A government proposal to this effect is currently before the Dutch House of Representatives.

The Dutch Council concerns echo questions raised by a German court earlier this year regarding the legality of the German biometric passports with RFID chips. The German court has questioned whether the EU regulation is compatible with the Charter of Fundamental Rights of the European Union (EU Charter) and the European Convention of Human Rights (ECHR). The German case was preempted when a German citizen, Michael Schwarz, refused to provide his fingerprints to obtain his new passport and the City of Bochum decided not to issue him one.

Mr. Schwarz argued that the regulation infringes privacy as protected under the ECHR and the EU Charter. In this case, the German court argued that the European Union has no legislative competence to enact rules on standards for security features and biometrics in passports as there is no direct relation of such rules to the protection and security of EU external frontiers.

The German court decided that the requirement of biometric data in passports is a “serious infringement” on privacy, arguing that the measure does not satisfy the proportionality test of being appropriate, necessary, or reasonable.

The German court outlined in detail the technical limitations of biometric passports, arguing that (paraphrased):

a biometric passport is not an appropriate measure because of the rate of mistakes which are made at border controls. Another problem is the durability of the RFID chips inside the passports, and their susceptibility to being read by people who have no legal authority to read them. … If the goal of the measure is to prevent terrorist attacks, then these biometric passports are suitable only to a very limited degree.
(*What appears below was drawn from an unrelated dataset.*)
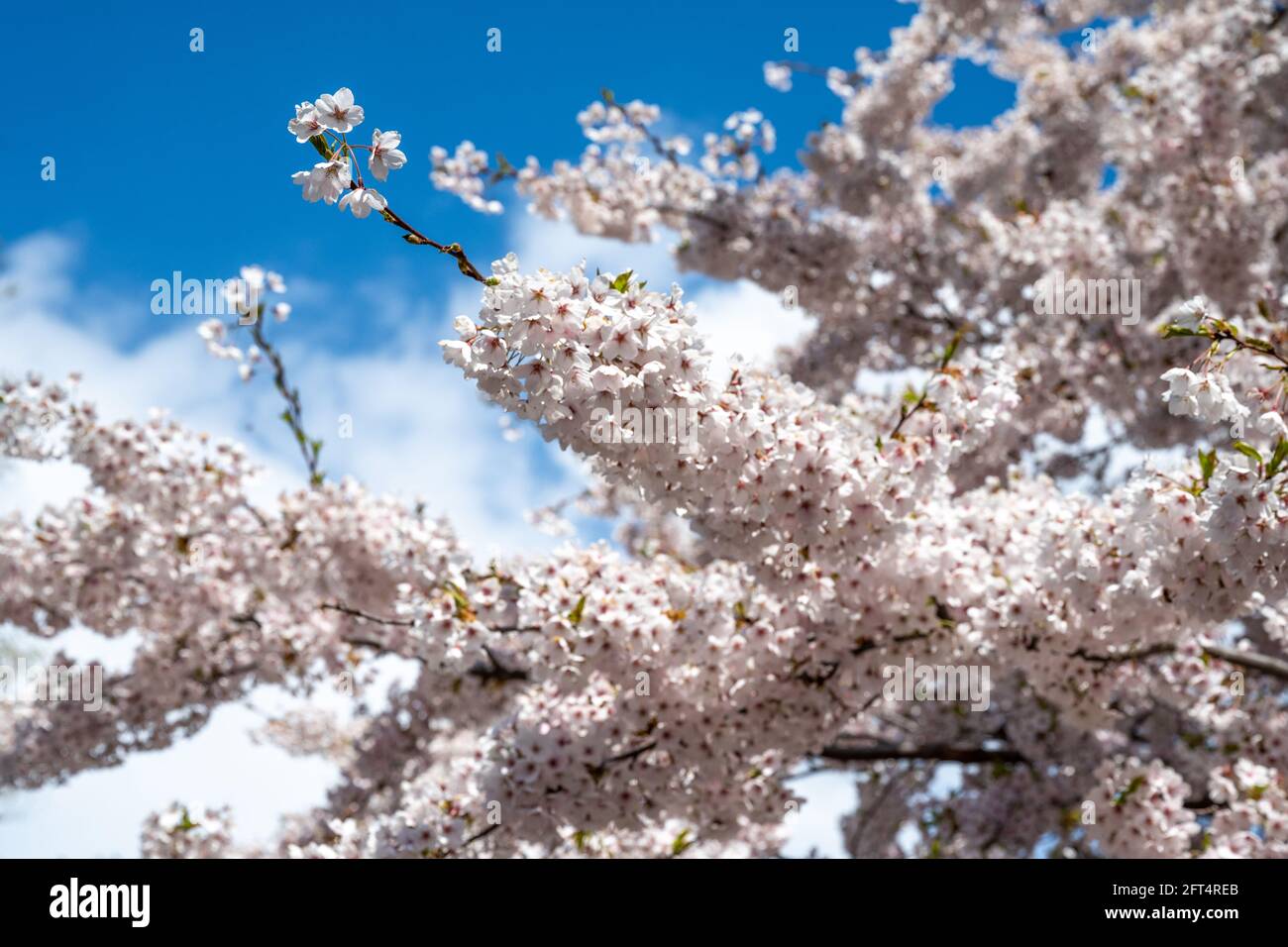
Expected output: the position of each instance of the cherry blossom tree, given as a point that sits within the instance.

The primary problem is the security risk that arises from the use of real passports that incorporate a fraudulently obtained identity.
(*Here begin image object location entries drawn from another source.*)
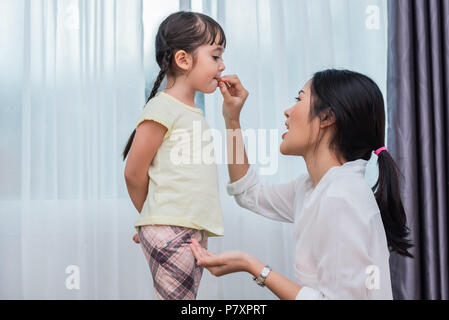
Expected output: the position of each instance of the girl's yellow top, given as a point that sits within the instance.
(183, 186)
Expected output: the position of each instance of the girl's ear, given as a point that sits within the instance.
(183, 60)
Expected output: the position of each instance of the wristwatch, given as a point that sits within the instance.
(260, 279)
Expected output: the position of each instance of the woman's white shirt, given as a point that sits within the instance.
(341, 250)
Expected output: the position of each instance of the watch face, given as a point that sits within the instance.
(265, 272)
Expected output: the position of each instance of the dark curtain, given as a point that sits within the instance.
(418, 139)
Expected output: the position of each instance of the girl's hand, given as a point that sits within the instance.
(234, 95)
(136, 238)
(218, 265)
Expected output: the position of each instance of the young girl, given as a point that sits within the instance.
(344, 230)
(177, 200)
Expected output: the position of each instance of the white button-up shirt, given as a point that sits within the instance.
(341, 250)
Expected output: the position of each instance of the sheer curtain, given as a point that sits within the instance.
(74, 77)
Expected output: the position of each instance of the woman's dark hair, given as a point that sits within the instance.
(180, 31)
(357, 104)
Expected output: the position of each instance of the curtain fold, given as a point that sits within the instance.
(418, 101)
(74, 79)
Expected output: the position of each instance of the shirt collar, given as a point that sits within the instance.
(357, 167)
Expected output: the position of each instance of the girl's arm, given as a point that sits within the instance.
(147, 140)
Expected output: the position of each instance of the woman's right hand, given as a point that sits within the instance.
(234, 95)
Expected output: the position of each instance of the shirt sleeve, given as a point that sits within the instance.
(276, 202)
(343, 249)
(160, 112)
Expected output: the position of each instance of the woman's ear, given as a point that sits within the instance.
(327, 118)
(183, 60)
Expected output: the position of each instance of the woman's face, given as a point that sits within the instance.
(301, 134)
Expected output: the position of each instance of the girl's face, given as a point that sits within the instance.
(301, 134)
(207, 68)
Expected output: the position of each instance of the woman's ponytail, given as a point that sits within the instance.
(164, 69)
(387, 194)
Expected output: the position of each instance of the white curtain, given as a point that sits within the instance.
(74, 77)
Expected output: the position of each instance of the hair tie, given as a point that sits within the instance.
(379, 151)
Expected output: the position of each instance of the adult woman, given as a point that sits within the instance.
(343, 231)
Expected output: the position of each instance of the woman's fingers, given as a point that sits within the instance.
(224, 90)
(234, 81)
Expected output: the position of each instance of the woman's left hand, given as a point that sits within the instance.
(224, 263)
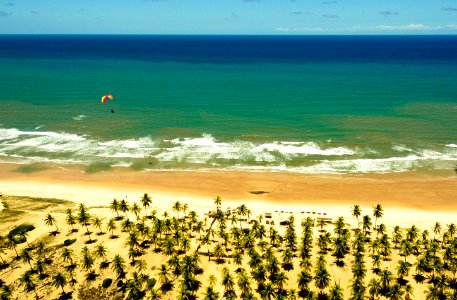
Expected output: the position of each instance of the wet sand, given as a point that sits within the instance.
(427, 195)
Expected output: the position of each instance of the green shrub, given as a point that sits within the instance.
(68, 242)
(21, 229)
(107, 282)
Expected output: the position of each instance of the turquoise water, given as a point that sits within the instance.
(312, 116)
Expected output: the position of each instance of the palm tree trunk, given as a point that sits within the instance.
(88, 232)
(15, 250)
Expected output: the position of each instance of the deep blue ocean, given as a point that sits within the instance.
(310, 104)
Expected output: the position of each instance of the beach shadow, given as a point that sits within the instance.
(54, 233)
(258, 192)
(65, 296)
(31, 168)
(97, 168)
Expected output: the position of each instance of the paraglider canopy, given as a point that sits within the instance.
(106, 97)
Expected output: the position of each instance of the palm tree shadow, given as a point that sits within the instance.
(65, 296)
(104, 265)
(91, 276)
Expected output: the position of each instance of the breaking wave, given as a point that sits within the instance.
(208, 152)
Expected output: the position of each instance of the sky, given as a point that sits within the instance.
(280, 17)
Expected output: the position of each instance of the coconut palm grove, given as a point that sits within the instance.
(135, 252)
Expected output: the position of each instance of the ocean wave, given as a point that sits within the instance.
(79, 117)
(207, 151)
In 2008, the European Court of Human Rights issued a landmark judgment on biometric privacy. In S. and Marper v. the United Kingdom, the Court held that the long-term retention of both fingerprints and DNA samples interfered with an individual’s right to privacy and, consequently, found a breach of Article 8 of the ECHR. The fingerprints and DNA samples were collected following the arrest of the complainants and retained even after their release, even though the complainants had asked for the destruction of the samples.
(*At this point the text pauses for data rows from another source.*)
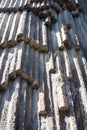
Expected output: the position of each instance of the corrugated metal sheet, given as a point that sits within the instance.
(43, 65)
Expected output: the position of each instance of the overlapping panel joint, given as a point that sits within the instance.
(43, 65)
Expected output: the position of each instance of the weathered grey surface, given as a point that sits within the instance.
(43, 65)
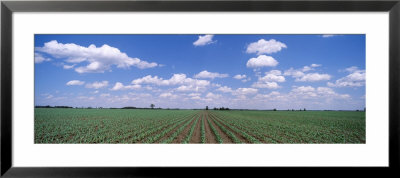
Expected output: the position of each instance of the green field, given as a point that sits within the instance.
(57, 125)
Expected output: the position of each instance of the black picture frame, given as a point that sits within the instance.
(8, 7)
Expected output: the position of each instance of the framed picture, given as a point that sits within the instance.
(136, 88)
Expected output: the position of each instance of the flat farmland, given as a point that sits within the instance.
(146, 126)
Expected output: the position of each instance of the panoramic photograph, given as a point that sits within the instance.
(199, 89)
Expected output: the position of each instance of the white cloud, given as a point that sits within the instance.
(105, 95)
(213, 96)
(168, 95)
(75, 82)
(211, 75)
(355, 79)
(97, 85)
(273, 76)
(225, 89)
(204, 40)
(269, 85)
(315, 65)
(99, 59)
(295, 73)
(269, 80)
(313, 77)
(265, 47)
(303, 89)
(352, 69)
(308, 92)
(328, 36)
(238, 76)
(301, 76)
(176, 79)
(243, 77)
(68, 66)
(39, 58)
(262, 61)
(120, 86)
(245, 91)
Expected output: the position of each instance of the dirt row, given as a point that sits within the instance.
(207, 119)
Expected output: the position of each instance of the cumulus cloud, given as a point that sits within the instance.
(99, 59)
(245, 91)
(270, 80)
(269, 85)
(213, 96)
(356, 78)
(328, 36)
(174, 80)
(120, 86)
(186, 84)
(261, 61)
(211, 75)
(68, 66)
(265, 47)
(243, 77)
(225, 89)
(39, 58)
(302, 76)
(309, 92)
(204, 40)
(168, 95)
(313, 77)
(97, 85)
(238, 76)
(75, 82)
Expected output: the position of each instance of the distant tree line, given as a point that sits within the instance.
(48, 106)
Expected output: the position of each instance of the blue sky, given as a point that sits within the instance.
(194, 71)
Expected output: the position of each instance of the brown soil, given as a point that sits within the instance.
(185, 131)
(167, 126)
(240, 137)
(262, 139)
(196, 137)
(225, 138)
(166, 136)
(210, 137)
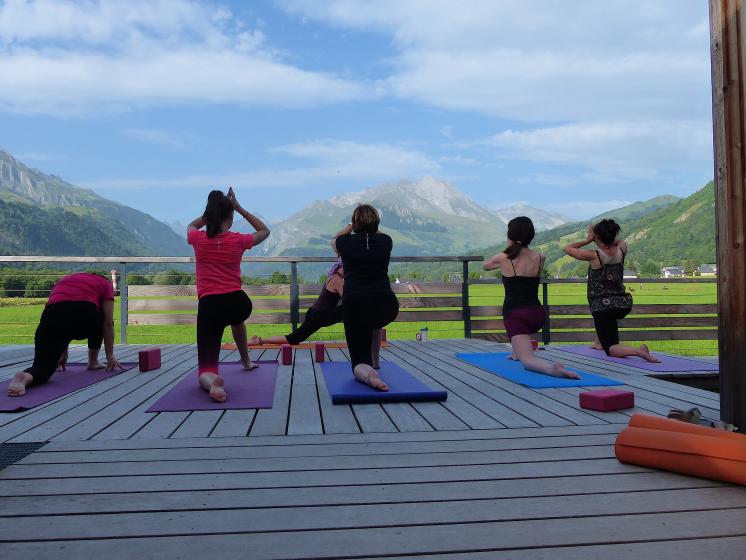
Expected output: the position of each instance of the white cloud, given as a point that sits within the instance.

European countries are increasingly collecting and storing citizen’s biometric data. Throughout the world, countries are beginning to implement contactless 'RFID' chips in passports or mandatory national biometric ID cards. Other countries, such as the Netherlands, have implemented database storage. Last year, an alliance of more than 80 civil society organizations including EFF requested the Council of Europe's (CoE) Secretary General to start an in-depth investigation on the collection and storage of biometric data by Member States.

Based on Article 52 of the ECHR, the COE's Secretary General has a personal investigatory power to request an explanation from Member States as to how their internal law ensures the effective implementation of any of the provisions of the ECHR, including the right to privacy. This is why the alliance has requested that the COE's Secretary General asked its Members States to explain how their national biometrics laws comply with the ECHR and the rulings of the European Court of Human Rights. As of now, the Council of Europe has refused to carry out such an in-depth investigation. In light of the recent Dutch decision, EFF recalled the COE's Secretariat General the need to carry out such investigation.

EFF will continue to fight against the collection and storage of mandatory ID biometrics by governments, especially in view of its inherent unreliability and the new threats to privacy and security posed by such technology.